Hedging/pledgingCompany policy prohibits hedging and pledging of company stock by directors.
Options outstanding (as of 12/31/2024)653,000 options outstanding (aggregate) for Mr. Boulanger.

Other Directorships & Interlocks

Company/OrganizationRoleStatus
No other current public company board roles disclosed.

Expertise & Qualifications

  • Board skills matrix indicates Mr. Boulanger brings executive leadership; governance/public company board experience; industry experience (financial services and healthcare software/services); investments/strategy & corporate development; client relations/sales/marketing; innovation/data/technology services; financial software; and complex organization leadership.

Equity Ownership

MeasureValue
Total beneficial ownership (shares)989,925 (includes exercisable derivatives within 60 days)
Ownership as % of outstanding<1% of shares outstanding
Options exercisable within 60 days (included above)653,000
RSUs vesting within 60 days (included above)3,349
Shares pledgedNone permitted under anti-pledging policy
Compliance with director ownership guidelineIn compliance as of Dec 31, 2024 (5x cash retainer)

Governance Assessment

  • Strengths: long-tenured operator with deep company and industry knowledge; independent under Nasdaq rules; meets attendance and ownership guidelines; anti-hedging/pledging and dual clawback policies in place.
  • Potential risk considerations:
    • Prior executive role and current Vice Chair title may raise perceived independence concerns despite formal independence designation.
    • Company-level related party and control dynamics (not involving Mr.
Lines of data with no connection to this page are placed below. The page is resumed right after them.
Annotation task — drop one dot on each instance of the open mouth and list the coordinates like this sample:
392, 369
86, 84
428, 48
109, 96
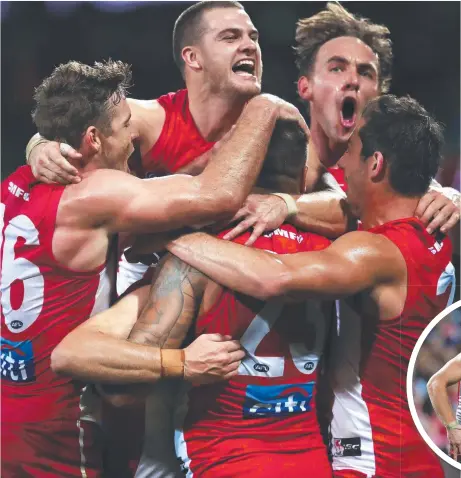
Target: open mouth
245, 68
348, 113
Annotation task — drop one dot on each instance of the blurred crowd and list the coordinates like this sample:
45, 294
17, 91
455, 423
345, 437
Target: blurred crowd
441, 345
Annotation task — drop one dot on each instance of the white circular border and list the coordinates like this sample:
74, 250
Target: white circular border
411, 368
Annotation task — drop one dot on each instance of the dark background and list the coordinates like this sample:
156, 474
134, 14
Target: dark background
36, 36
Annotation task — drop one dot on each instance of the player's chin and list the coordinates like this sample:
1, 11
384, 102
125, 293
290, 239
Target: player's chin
248, 88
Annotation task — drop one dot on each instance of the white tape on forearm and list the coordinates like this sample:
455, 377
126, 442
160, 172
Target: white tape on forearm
290, 202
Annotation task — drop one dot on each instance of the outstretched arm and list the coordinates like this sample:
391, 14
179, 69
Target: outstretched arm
437, 387
123, 203
50, 164
355, 262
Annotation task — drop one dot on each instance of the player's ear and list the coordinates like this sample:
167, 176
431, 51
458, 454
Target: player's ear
91, 142
192, 58
305, 88
377, 166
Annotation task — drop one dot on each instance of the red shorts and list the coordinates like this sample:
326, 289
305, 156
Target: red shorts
51, 450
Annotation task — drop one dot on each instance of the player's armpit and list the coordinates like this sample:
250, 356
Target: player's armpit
437, 386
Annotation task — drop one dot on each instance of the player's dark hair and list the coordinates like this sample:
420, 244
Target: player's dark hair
410, 140
333, 22
286, 155
76, 96
189, 28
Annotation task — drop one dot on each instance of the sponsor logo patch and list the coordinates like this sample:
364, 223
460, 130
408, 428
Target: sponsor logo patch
17, 359
346, 447
277, 400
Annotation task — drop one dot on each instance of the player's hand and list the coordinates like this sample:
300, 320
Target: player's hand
454, 438
262, 213
49, 164
439, 210
212, 358
285, 110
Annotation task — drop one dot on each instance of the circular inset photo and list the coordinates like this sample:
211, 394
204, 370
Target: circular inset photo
433, 385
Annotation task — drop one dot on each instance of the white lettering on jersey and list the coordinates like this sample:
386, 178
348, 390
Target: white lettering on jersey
17, 191
287, 234
20, 269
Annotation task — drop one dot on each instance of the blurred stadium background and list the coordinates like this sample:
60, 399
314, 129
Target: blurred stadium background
441, 345
36, 36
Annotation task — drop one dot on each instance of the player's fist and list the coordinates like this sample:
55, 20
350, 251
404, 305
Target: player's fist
454, 438
212, 358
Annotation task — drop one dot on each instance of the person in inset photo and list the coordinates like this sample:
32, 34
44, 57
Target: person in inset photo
449, 375
436, 385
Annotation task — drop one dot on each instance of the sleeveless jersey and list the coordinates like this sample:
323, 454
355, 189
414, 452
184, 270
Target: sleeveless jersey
338, 174
372, 429
458, 408
41, 302
180, 142
263, 422
178, 145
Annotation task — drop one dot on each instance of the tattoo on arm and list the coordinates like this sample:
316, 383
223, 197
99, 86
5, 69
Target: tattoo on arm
173, 303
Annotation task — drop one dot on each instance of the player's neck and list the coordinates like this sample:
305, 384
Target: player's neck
385, 207
328, 151
213, 115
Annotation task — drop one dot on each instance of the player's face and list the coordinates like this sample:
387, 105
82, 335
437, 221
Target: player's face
118, 146
355, 171
229, 52
344, 80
Boulanger): CEO has nomination rights via Stockholders Agreement and must serve as Chair while CEO; SS&C invested in SILAC where the CEO has an economic interest; several CEO family members employed with disclosed compensation. These are governance red flags the Board must oversee rigorously.
    • Say-on-pay support was strong (88% in 2023 and 2024), suggesting general investor alignment on pay design.
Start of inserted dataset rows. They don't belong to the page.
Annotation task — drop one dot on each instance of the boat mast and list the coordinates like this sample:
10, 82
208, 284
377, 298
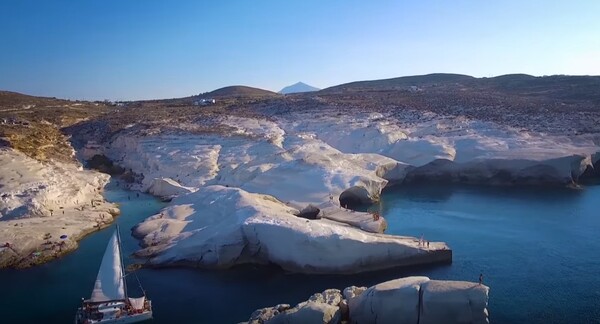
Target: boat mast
121, 259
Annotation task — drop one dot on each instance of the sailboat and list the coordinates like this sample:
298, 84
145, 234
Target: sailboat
109, 302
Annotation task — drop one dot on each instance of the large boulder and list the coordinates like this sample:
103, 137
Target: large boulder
412, 300
167, 188
309, 212
395, 301
453, 302
319, 308
219, 227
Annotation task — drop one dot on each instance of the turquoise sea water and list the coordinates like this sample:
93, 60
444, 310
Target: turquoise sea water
539, 251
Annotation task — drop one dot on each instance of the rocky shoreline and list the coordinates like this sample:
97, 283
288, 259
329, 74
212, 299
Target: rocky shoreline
47, 207
405, 300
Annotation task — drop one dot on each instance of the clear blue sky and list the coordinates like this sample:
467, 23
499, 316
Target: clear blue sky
120, 49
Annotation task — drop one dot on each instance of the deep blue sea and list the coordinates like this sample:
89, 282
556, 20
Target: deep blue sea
539, 251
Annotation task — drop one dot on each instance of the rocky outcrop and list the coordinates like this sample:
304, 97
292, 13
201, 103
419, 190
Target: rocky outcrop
557, 171
309, 212
410, 300
167, 188
219, 227
46, 207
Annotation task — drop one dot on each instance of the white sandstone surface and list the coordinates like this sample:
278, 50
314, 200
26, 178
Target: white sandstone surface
41, 201
327, 161
409, 300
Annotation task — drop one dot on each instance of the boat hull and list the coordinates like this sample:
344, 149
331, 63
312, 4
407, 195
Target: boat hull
130, 318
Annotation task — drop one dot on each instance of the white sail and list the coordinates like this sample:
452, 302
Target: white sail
109, 283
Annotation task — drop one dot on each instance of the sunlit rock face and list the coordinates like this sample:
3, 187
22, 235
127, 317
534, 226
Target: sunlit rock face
409, 300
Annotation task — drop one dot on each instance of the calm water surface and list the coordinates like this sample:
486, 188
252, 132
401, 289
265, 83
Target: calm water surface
539, 251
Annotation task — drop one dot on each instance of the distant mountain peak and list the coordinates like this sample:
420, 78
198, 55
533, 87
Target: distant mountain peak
298, 87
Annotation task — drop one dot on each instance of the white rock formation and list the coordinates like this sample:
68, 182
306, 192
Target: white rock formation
395, 301
218, 227
409, 300
453, 302
168, 188
40, 202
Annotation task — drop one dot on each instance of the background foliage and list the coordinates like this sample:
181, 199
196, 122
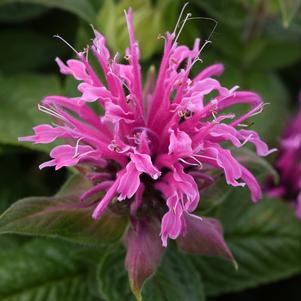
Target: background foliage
260, 44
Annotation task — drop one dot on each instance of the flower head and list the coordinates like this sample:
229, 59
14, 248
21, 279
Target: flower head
153, 145
152, 149
288, 164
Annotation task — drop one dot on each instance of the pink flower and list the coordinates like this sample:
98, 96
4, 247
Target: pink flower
288, 165
153, 147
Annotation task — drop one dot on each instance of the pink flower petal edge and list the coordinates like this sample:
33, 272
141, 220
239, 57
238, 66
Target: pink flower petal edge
155, 147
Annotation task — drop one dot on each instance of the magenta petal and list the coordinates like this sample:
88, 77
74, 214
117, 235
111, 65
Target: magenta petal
204, 236
144, 252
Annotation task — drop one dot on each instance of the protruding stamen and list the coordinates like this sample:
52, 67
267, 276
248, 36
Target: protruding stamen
51, 112
180, 17
71, 47
184, 22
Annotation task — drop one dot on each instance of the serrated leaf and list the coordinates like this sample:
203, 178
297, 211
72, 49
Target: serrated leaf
19, 97
176, 279
265, 240
45, 271
62, 216
82, 8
Overall, there are no related-person transactions or pledging disclosures involving Mr. Boulanger; his compensation and ownership align with SS&C’s director program and policies, and his committee non-membership reduces potential conflicts in audit/compensation decision-making. Continued attention to company-level control/related-party topics remains prudent for investor confidence.